Does depression increase the risk of developing type 2 diabetes ? M. COSGROVE, L. SARGEANT, S. GRIFFIN Occupational Medicine. - 2008. - Vol. 58. - N° 1. - Pages 7-14. - Bibliographie

Les membres d’un jury attribuant des pensions pour accident et maladie liés au travail peuvent alléguer que la survenue d’un diabète a été accélérée ou causée par une dépression nerveuse induite par le travail de manière à réclamer l’attribution d’une pension.

L’objectif de cette enquête britannique était de quantifier l’association entre la dépression et le développement consécutif d’un diabète de type 2 afin de déterminer si un individu qui développe un diabète de type 2 - dans le cadre d’un jury qui attribue des pensions - pourrait se voir attribuer une pension si l’apparition de son diabète a fait suite à un épisode dépressif en rapport avec son travail. Les auteurs ont procédé à des recherches bibliographiques, électroniques et manuelles, jusqu’en 2006. Les estimations du risque relatif émanant d’enquêtes de cohorte chez des adultes ont été regroupées en recourant à des modèles d’effets fixés et aléatoires. La fraction de risque attribuable a été calculée au moyen de la formule de Levin.

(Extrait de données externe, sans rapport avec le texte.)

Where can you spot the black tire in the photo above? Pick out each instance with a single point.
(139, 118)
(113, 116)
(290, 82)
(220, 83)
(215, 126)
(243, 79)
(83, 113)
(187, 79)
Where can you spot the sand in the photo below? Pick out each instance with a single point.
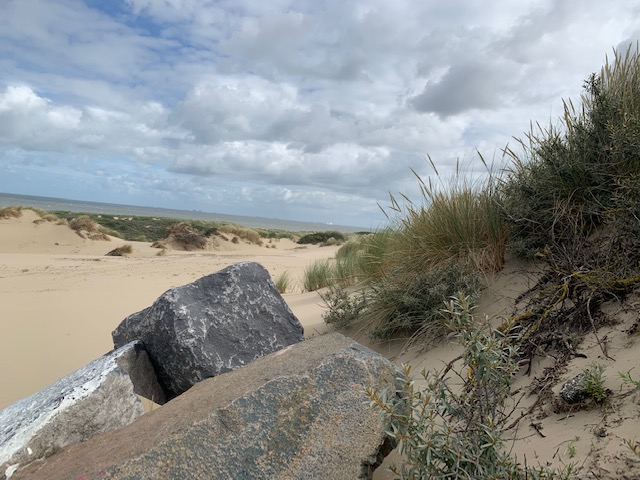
(61, 298)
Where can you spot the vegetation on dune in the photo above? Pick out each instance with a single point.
(123, 251)
(283, 282)
(451, 432)
(87, 228)
(153, 229)
(11, 212)
(329, 238)
(439, 247)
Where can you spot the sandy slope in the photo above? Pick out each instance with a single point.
(61, 298)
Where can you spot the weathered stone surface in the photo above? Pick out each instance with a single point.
(300, 413)
(94, 399)
(214, 325)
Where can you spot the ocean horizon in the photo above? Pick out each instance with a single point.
(78, 206)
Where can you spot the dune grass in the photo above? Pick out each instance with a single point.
(569, 196)
(438, 247)
(11, 211)
(318, 275)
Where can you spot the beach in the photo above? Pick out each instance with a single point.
(62, 297)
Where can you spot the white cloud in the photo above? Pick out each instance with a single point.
(301, 107)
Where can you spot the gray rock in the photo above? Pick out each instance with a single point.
(300, 413)
(94, 399)
(214, 325)
(573, 391)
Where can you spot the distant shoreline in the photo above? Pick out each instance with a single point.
(53, 203)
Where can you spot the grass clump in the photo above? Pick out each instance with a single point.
(457, 220)
(439, 247)
(567, 181)
(322, 237)
(318, 275)
(186, 236)
(123, 251)
(11, 211)
(284, 282)
(449, 431)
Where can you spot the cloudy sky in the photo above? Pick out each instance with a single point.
(297, 109)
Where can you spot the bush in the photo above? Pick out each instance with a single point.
(318, 275)
(459, 220)
(11, 212)
(187, 236)
(283, 282)
(343, 309)
(397, 307)
(566, 181)
(321, 237)
(87, 228)
(123, 251)
(245, 233)
(447, 432)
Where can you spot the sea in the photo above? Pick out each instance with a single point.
(76, 206)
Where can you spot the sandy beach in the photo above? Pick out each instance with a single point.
(61, 297)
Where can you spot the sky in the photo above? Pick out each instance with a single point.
(311, 110)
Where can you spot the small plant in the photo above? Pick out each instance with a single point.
(571, 447)
(11, 212)
(633, 447)
(188, 237)
(123, 251)
(343, 309)
(593, 382)
(87, 228)
(456, 433)
(626, 378)
(318, 275)
(283, 282)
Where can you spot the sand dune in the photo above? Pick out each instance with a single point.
(61, 298)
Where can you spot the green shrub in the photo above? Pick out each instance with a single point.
(123, 251)
(188, 237)
(457, 220)
(321, 237)
(245, 233)
(85, 227)
(318, 275)
(592, 382)
(449, 432)
(565, 181)
(397, 307)
(11, 212)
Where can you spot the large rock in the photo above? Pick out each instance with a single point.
(214, 325)
(94, 399)
(300, 413)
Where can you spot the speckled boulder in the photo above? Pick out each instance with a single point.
(300, 413)
(214, 325)
(97, 398)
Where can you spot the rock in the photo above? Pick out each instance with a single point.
(573, 391)
(94, 399)
(214, 325)
(300, 413)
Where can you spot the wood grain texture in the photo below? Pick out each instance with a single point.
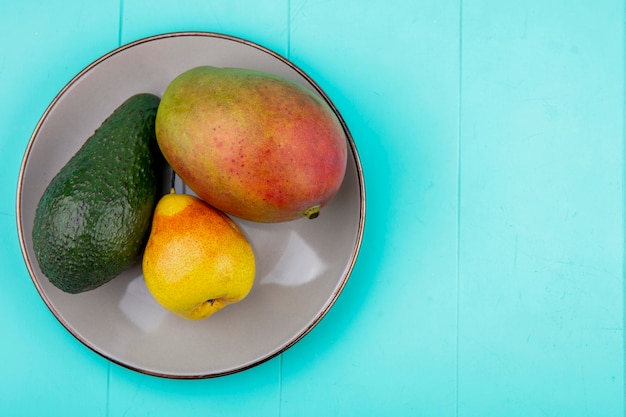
(491, 276)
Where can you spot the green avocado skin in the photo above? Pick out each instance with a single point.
(94, 218)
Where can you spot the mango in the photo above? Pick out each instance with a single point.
(252, 144)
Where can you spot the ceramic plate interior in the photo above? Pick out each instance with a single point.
(302, 266)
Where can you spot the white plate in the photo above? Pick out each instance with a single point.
(302, 265)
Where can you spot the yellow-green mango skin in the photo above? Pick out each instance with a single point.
(252, 144)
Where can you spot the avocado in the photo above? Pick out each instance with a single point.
(93, 220)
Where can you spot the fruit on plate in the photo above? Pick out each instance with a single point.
(197, 260)
(94, 217)
(252, 144)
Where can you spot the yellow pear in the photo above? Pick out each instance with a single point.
(197, 260)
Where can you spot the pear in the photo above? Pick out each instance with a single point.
(252, 144)
(197, 260)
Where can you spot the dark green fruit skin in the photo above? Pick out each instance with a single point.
(94, 218)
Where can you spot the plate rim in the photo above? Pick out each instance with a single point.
(333, 297)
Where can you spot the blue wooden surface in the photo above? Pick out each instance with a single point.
(491, 276)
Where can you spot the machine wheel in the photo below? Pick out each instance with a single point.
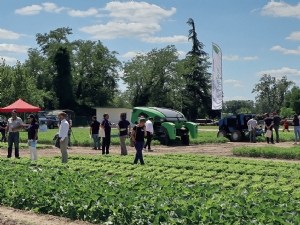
(236, 136)
(185, 140)
(222, 133)
(164, 138)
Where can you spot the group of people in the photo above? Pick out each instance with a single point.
(143, 129)
(272, 123)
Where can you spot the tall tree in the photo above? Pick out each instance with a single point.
(271, 93)
(197, 97)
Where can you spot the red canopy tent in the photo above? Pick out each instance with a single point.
(21, 107)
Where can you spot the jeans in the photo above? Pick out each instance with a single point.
(96, 141)
(139, 152)
(123, 145)
(13, 139)
(252, 135)
(149, 139)
(297, 133)
(105, 144)
(276, 128)
(63, 149)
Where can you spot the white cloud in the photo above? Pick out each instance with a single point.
(9, 35)
(113, 30)
(13, 48)
(82, 13)
(8, 60)
(239, 58)
(286, 51)
(131, 19)
(37, 9)
(29, 10)
(281, 9)
(294, 36)
(234, 83)
(284, 71)
(172, 39)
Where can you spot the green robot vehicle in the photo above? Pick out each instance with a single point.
(169, 125)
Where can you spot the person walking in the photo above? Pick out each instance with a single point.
(94, 132)
(2, 130)
(276, 121)
(252, 124)
(296, 124)
(150, 131)
(63, 136)
(32, 130)
(138, 135)
(14, 125)
(106, 125)
(269, 128)
(124, 129)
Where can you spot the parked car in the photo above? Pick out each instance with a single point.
(168, 124)
(235, 127)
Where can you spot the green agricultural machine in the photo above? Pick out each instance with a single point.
(169, 125)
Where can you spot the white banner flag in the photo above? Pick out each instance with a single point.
(217, 84)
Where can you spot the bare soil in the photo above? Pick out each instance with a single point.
(9, 216)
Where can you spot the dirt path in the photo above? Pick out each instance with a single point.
(10, 216)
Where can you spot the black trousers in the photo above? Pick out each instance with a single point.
(149, 139)
(105, 144)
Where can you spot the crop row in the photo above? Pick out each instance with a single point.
(171, 189)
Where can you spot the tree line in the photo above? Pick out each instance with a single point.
(83, 74)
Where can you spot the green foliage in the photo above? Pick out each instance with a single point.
(170, 189)
(197, 96)
(271, 93)
(292, 99)
(268, 152)
(287, 112)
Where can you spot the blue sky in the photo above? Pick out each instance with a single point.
(256, 36)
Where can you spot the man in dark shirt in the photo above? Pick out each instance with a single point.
(138, 135)
(94, 132)
(269, 128)
(124, 127)
(106, 125)
(277, 121)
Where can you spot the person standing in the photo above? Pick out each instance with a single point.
(138, 135)
(276, 121)
(296, 124)
(32, 130)
(252, 124)
(124, 129)
(150, 131)
(106, 125)
(269, 128)
(63, 136)
(14, 124)
(94, 131)
(2, 130)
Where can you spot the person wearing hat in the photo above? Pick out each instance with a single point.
(14, 125)
(138, 135)
(150, 131)
(63, 136)
(32, 129)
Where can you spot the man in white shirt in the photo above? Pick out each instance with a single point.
(150, 131)
(14, 125)
(63, 136)
(252, 124)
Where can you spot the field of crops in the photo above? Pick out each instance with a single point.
(169, 189)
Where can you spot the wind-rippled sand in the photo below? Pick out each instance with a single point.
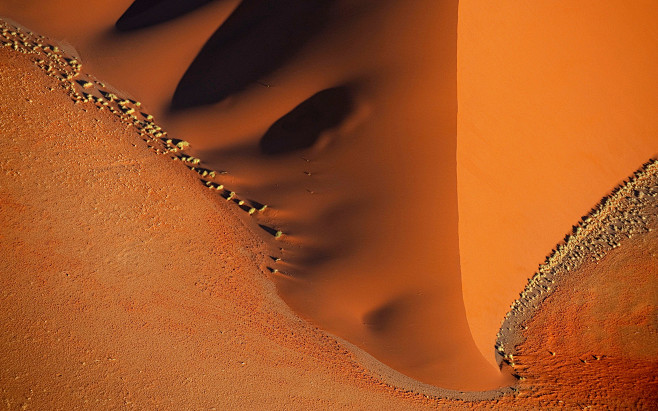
(340, 169)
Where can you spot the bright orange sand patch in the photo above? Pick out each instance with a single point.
(594, 342)
(378, 309)
(126, 282)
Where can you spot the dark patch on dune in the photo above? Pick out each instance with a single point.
(145, 13)
(302, 126)
(257, 38)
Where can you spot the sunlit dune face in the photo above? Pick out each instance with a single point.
(341, 117)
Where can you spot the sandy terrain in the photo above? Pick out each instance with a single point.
(308, 179)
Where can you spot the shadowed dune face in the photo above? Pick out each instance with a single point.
(257, 38)
(303, 126)
(145, 13)
(341, 116)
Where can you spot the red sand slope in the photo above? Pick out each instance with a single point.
(558, 102)
(370, 212)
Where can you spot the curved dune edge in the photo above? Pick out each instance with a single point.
(584, 330)
(364, 372)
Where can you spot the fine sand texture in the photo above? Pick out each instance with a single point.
(308, 158)
(459, 154)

La présence d’une dépression ou de symptômes dépressifs était associée avec une augmentation du risque de développer ensuite un diabète de type 2. L’estimation du risque relatif ajusté et pleinement regroupé à partir des trois enquêtes de la plus grande qualité était de 1,25 (IC 95 % : 1,02 à 1,48) et elle était homogène. Toutefois, la dépression n’était pas plus fréquente chez ceux avec ou sans diabète de type 2, mais non diagnostiquée antérieurement. En conclusion, la dépression est associée avec le développement consécutif d’un diabète de type 2. Cependant, l’estimation du risque relatif est petite et seulement 20 % des cas de diabète peuvent être attribués à la dépression chez des sujets qui réunissent les deux conditions. Une recherche ultérieure est nécessaire pour déterminer d’éventuels mécanismes causaux pour cette association et pour certifier dans quelle mesure la dépression et le diabète pourraient avoir une étiologie commune.